I know that his target is reluctant readers, and I know that “long books” can be a stumbling block to those readers, and there’s nothing wrong with a novella-length story, but all these stories I’ve mentioned are solid middle school stories (age 11 and up for sure). There’s not always objectionable content, but simple mature content (boy/girl stuff, sometimes some “heavy” parent issues like verbal abuse or alcoholism), but I think the length relegates them to “kid fare” from librarians and the kids who are looking at them as well.
I’ll step down off my soapbox now to give my thoughts on The Boy Who Owned the School (which amazon lists as recommended for 3rd or 4th grade up — I object!). Jacob Freisten has decided that the best way to survive high school is to be invisible. However, that’s impossible since his English teacher has forced him to volunteer in the school play to bring up his failing grade, and the gym teacher is out to get him.

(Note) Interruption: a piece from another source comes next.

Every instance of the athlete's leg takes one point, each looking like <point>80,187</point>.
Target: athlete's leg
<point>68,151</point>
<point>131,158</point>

He doesn’t do a complete turnaround, but as expected, he does end up experiencing some perks after working on the play.
This read like a short story. I enjoyed it well enough (and see below for what I think would be a great way to enjoy it), but a story that had a similar theme, yet much stronger plot and character development is Warp Speed.
AUDIOBOOK NOTES: This is a short book, less than two hours long, so it might be a nice way to do something together as a family on a road trip. I’ve heard Nick Podehl read other Gary Paulson books, and I like his narration style. He has a pleasant voice and delivers this story in a sort of dry, self-deprecating way. You can hear a sample at the Brilliance Audio site.